Secrecy and scandal surrounds the rollout of Australia’s National Broadband Network (NBN). Syntheo, the biggest contractor working on the project, has reportedly placed gag orders on subcontractors preventing them from talking publicly about any work on the project.
In some cases subcontractors have even been prevented from talking directly to NBN Co, the government agency responsible for the rollout. In many ways this is no surprise as reports suggest that major contractors have been charging NBN Co up to two and a half times the amount they are paying to subcontractors who actually carry out the work.

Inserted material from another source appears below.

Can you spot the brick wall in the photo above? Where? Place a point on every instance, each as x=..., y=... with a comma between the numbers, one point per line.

The NBN is the largest Australian infrastructure project in recent history. The concept of utilising fibre optic cables to deliver high speed internet is to be supported. The problem however is that the government has set up the project in such a way that allows private companies to profiteer at the taxpayer’s expense. A service that is affordable for all is also not guaranteed.
The government’s use of private contractors, who then farm the actual work out to smaller subcontractors, has helped facilitate a huge price gouging scam. As a result of subcontractors being squeezed on price they tend to rush the work and cut corners. This is leading to low quality work, problems and many delays. In one Canberra suburb around 15% of fibre cables had to be replaced due to poor quality work.
One subcontractor revealed that while the major contractor was charging the government about $106 per meter for drilling, they were only offering subcontractors about $38 per meter for the same work. In another case a major contractor was offering about 90 cents a meter for ‘rod and rope’ work when the going rate was closer to $2.50 per metre.
NBN Co has claimed that subcontractors have a commercial arrangement with the major contractor and therefore the federal government has little to no control over what rates are offered. This set up is what lies at the heart of the problem. When government work is outsourced there is no opportunity for public oversight and control.
Rather than setting up a complex web of contractors and subcontractors a more efficient way to deliver a project like this would be for a publicly owned and controlled enterprise to plan, mange and employ the workforce directly. That way decent wages and working conditions can be guaranteed, quality control can be better monitored and those in charge of making decisions can be held accountable.
In this day and age high speed internet should be seen as a basic service provided to all. The only way to ensure such a service is provided would be for the NBN to be controlled by a publicly owned and operated communications sector. Public ownership, democratic control and planning are the only ways to cut across private profiteering and deliver people the services that they need.